Umberto ROSSI- Cinema. Recensioni brevi (“Poveri ma ricchi”, “Fuga da Reuma Park”)

 

Cinema   Recensioni  brevi

DUE FILM RECENTI

 

 

Poveri ma ricchi

Poveri ma ricchi

Regia
Fausto Brizzi
Interpreti
Christian De Sica, Enrico Brignano, Lucia Ocone, Lodovica Comello, Anna Mazzamauro, Masssimo Ferrero, Al Bano, Gabriel Garko, Giobbe Covatta, Gianmarco Tognazzi, Bebo Storti, Camila Raznovic, Ubaldo Pantani.
Prod  Italia 2016

Certo cinema italiano in mancanza cronica di idee non trova di meglio che fare un remake – ma tenendo la fonte abbastanza celata – di un film francese non arrivato sui nostri schermi e di cui è stato fatto un prosieguo quest’anno, ambientato negli Stati Uniti: Les Tuche (I tocchi, 2011) diretto da Olivier Baroux.

Non certo un gran film, ma oltralpe è stato campione di incassi ed è stato fonte per Fausto Brizzi – qui alla sua decima regia e all’ennesima sceneggiatura – per ogni aspetto del suo rifacimento, compresa l’immagine esteriore di De Sica disegnato in maniera quasi clonata da quella del suo omologo Jean-Paul Rouve. In compagnia del fido Marco Martani – che è anche regista con la sua casa di produzione Wildside – cerca di dare vita a una commedia adatta a tutti.
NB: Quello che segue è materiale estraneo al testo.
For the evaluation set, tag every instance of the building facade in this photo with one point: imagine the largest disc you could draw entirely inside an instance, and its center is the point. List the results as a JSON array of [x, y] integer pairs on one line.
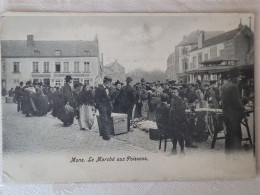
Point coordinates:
[[178, 62], [49, 61], [216, 56], [115, 70], [208, 57]]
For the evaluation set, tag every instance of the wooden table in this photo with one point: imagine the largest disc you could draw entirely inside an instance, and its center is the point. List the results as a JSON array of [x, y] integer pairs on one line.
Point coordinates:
[[215, 123]]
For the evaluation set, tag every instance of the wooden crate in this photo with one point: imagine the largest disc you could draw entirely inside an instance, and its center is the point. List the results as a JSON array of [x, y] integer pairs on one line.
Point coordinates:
[[117, 125], [9, 99]]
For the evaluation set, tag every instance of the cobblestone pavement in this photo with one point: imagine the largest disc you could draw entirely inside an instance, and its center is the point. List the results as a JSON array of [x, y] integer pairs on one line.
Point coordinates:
[[47, 134]]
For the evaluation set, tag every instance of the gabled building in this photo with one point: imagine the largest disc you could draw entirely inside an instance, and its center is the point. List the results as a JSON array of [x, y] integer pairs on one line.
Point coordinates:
[[178, 61], [220, 54], [115, 70], [49, 61]]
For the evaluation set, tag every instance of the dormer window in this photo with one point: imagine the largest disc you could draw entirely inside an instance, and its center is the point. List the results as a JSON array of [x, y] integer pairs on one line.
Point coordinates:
[[36, 52], [87, 53], [57, 52]]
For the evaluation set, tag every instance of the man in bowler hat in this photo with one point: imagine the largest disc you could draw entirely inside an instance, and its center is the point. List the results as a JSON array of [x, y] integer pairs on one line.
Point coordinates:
[[104, 105], [127, 100], [233, 112]]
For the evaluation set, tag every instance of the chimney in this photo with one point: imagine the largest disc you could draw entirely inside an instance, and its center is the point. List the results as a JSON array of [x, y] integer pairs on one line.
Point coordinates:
[[201, 39], [30, 41], [250, 22], [240, 24], [101, 59]]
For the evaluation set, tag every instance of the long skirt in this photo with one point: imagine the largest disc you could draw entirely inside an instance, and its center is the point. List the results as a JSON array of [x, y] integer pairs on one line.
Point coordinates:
[[66, 115], [86, 116], [145, 110], [42, 105]]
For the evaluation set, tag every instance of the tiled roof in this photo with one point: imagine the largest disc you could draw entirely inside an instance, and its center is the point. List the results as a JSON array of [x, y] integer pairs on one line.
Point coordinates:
[[112, 64], [211, 69], [192, 38], [222, 37], [18, 48]]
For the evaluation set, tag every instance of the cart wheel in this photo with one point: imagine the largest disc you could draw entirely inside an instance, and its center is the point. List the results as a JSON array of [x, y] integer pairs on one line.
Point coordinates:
[[210, 125]]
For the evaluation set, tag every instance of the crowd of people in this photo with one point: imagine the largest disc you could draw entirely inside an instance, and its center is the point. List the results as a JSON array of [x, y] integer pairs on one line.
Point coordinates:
[[165, 103]]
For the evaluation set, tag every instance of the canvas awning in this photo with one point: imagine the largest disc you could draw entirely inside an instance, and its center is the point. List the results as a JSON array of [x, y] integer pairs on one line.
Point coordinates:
[[219, 60]]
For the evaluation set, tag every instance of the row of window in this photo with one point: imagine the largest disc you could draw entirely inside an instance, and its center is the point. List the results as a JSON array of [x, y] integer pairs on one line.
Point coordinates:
[[46, 67], [57, 81], [58, 52]]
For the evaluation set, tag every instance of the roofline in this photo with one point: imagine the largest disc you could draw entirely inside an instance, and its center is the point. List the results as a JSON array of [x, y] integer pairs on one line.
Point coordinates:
[[93, 56], [243, 28], [209, 46]]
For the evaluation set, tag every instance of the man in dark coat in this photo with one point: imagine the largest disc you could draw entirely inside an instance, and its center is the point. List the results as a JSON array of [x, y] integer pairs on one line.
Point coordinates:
[[67, 91], [115, 97], [104, 105], [178, 120], [67, 112], [18, 96], [127, 100], [233, 113], [167, 90], [162, 115]]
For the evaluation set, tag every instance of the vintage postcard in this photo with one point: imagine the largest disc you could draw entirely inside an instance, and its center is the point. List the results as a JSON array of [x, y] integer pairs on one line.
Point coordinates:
[[127, 97]]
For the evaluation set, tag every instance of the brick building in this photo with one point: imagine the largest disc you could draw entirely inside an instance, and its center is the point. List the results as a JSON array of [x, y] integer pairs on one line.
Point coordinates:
[[115, 70], [49, 61], [206, 55]]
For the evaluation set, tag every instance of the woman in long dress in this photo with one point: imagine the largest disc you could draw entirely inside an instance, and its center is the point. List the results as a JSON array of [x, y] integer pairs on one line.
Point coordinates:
[[86, 108]]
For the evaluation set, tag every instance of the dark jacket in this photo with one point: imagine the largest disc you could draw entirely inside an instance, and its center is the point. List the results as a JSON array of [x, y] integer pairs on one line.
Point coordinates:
[[68, 94], [127, 97], [162, 114], [102, 98], [116, 100], [18, 92], [177, 117], [231, 102], [86, 97]]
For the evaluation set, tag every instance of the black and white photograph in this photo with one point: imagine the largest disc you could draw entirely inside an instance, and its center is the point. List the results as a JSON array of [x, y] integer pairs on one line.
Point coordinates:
[[127, 97]]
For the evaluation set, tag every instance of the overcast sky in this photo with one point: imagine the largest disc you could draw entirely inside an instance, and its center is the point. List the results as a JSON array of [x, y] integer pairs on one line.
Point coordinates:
[[135, 41]]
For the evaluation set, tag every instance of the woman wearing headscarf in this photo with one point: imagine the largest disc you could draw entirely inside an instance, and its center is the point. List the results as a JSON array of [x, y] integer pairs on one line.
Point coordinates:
[[86, 109]]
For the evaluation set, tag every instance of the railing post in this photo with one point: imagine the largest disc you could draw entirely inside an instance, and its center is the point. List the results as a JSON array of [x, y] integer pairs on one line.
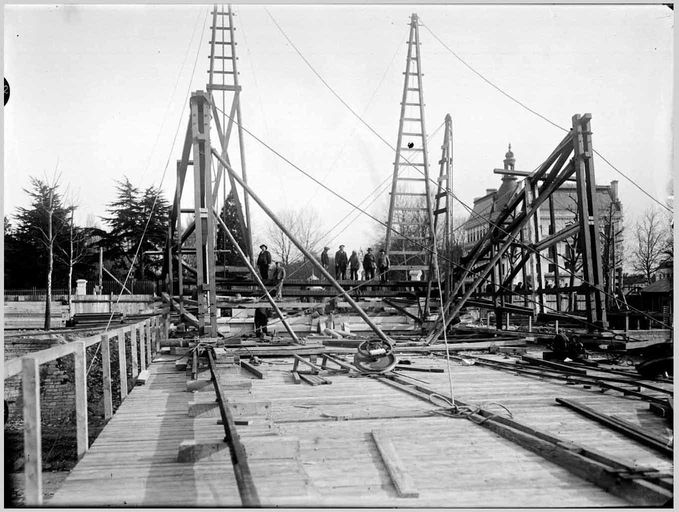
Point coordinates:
[[106, 376], [142, 347], [147, 331], [122, 364], [30, 381], [81, 398], [157, 333], [133, 348]]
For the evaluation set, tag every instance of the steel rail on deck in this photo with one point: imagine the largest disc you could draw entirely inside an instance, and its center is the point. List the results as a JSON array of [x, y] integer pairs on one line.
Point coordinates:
[[239, 459]]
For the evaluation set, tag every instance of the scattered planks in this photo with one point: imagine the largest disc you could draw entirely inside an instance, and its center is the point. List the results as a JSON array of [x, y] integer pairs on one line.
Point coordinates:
[[647, 487], [619, 425], [403, 482], [250, 368]]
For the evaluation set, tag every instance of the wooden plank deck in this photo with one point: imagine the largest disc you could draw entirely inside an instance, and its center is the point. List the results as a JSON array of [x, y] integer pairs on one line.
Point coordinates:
[[451, 462], [133, 461]]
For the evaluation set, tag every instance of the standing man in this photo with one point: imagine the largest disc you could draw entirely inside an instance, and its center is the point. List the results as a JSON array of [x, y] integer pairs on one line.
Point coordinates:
[[354, 265], [325, 258], [369, 264], [341, 261], [279, 276], [383, 264], [263, 262]]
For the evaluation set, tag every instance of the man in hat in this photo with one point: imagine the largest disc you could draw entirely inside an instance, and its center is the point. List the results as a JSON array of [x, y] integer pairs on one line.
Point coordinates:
[[325, 258], [341, 261], [263, 262], [383, 264], [354, 265], [369, 264]]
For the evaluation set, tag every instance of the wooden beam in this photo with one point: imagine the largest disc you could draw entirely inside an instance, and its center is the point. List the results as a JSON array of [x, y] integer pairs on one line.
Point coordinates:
[[81, 398], [122, 365], [106, 376], [30, 382], [250, 368], [142, 347], [619, 425], [134, 350], [591, 465], [403, 482]]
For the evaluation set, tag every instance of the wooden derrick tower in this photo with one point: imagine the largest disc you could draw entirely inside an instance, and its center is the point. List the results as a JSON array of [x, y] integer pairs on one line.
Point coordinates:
[[410, 233], [192, 239]]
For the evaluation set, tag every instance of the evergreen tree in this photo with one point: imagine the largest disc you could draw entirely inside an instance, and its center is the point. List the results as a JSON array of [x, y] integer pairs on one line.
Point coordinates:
[[128, 217], [229, 215]]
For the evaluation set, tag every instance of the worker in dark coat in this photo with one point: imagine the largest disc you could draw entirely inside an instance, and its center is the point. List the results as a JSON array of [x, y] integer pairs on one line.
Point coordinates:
[[278, 277], [341, 261], [383, 265], [263, 262], [325, 258], [354, 265], [369, 264]]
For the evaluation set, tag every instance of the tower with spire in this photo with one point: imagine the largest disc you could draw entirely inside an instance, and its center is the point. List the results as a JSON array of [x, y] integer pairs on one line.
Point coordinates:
[[509, 160]]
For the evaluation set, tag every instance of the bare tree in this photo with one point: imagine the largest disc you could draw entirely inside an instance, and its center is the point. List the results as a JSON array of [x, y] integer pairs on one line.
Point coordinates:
[[649, 243], [74, 254]]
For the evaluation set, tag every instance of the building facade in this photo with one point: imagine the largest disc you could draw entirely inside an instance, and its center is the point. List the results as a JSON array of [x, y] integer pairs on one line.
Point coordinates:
[[488, 207]]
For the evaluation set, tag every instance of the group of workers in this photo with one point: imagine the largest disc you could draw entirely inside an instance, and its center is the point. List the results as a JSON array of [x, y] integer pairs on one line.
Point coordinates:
[[371, 263]]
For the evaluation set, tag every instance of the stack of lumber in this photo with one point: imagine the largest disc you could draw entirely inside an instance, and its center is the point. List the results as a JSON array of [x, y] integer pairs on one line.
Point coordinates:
[[31, 315], [97, 319]]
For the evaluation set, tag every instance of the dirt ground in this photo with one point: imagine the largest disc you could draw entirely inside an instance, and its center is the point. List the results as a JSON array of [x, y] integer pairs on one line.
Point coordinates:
[[14, 489]]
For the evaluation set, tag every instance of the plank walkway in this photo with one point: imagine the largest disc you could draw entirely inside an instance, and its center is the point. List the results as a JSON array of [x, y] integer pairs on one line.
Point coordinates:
[[133, 462], [314, 445]]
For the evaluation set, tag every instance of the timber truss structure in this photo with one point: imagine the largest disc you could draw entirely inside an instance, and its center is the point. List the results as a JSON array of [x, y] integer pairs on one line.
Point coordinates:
[[517, 226], [205, 168]]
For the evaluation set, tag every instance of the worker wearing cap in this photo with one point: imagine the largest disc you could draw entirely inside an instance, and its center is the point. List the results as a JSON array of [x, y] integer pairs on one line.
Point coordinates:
[[354, 265], [263, 262], [383, 264], [369, 264], [341, 261], [325, 258]]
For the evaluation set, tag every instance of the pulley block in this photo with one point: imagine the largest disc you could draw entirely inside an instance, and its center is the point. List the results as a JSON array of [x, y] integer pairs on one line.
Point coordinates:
[[375, 357]]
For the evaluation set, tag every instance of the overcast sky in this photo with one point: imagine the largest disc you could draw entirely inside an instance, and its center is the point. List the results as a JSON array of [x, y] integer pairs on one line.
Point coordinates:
[[102, 89]]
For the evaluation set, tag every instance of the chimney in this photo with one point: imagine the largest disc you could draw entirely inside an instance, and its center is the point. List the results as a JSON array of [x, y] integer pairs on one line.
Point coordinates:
[[614, 190]]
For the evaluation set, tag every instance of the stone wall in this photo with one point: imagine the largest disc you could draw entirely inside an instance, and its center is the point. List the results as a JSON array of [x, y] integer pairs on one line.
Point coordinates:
[[57, 379]]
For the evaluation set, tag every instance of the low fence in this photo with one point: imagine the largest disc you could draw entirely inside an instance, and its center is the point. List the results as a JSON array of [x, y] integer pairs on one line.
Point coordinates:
[[145, 342]]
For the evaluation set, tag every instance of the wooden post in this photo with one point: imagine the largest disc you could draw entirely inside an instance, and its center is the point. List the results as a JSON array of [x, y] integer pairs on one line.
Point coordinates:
[[101, 270], [106, 376], [30, 381], [81, 398], [122, 365], [134, 349], [142, 348], [147, 340], [156, 333]]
Tuttavia, nonostante la presenza di un cast di tutto rispetto, non riesce a dare risate vere o, quantomeno, condivisibili. Ogni cosa suona falsa, la sceneggiatura è scritta in maniera accettabile ma sullo schermo sopravvive grazie la gran buona volontà degli interpreti non certo al valore del testo.

Christian De Sica ricorda (solo nel trucco e in certe caratteristiche del personaggio) il Nino Manfredi del Brutti, sporchi e cattivi (1976) del grande Ettore Scola, per il resto, utilizza la sua mimica e stilemi interpretativi noti a tutti. Enrico Brignano è sempre ingenuo e tenero ma, come al solito, imbranato e capace di cambiare modo di vivere per amore. La settantottenne Anna Mazzamauro (portati benissimo) ci fa ricordare i tempi di Fantozzi utilizzando l’immagine della Signorina Silvani, sogno erotico del frustrato ragioniere. Bebo Storti, con grinta ma senza convinzione, è lo chef de cousine dell’hotel di lusso milanese. Il Presidente della Sampdoria Massimo Ferrero, ahimè, interpreta un concittadino dei vincitori della grossa cifra, che pontifica sui ricchi che devono tutti morire (no comment). Gianmarco Tognazzi è uno pseudo importante personaggio del mondo delle corse, Giobbe Covatta il parroco del paesino dove tutti vivevano.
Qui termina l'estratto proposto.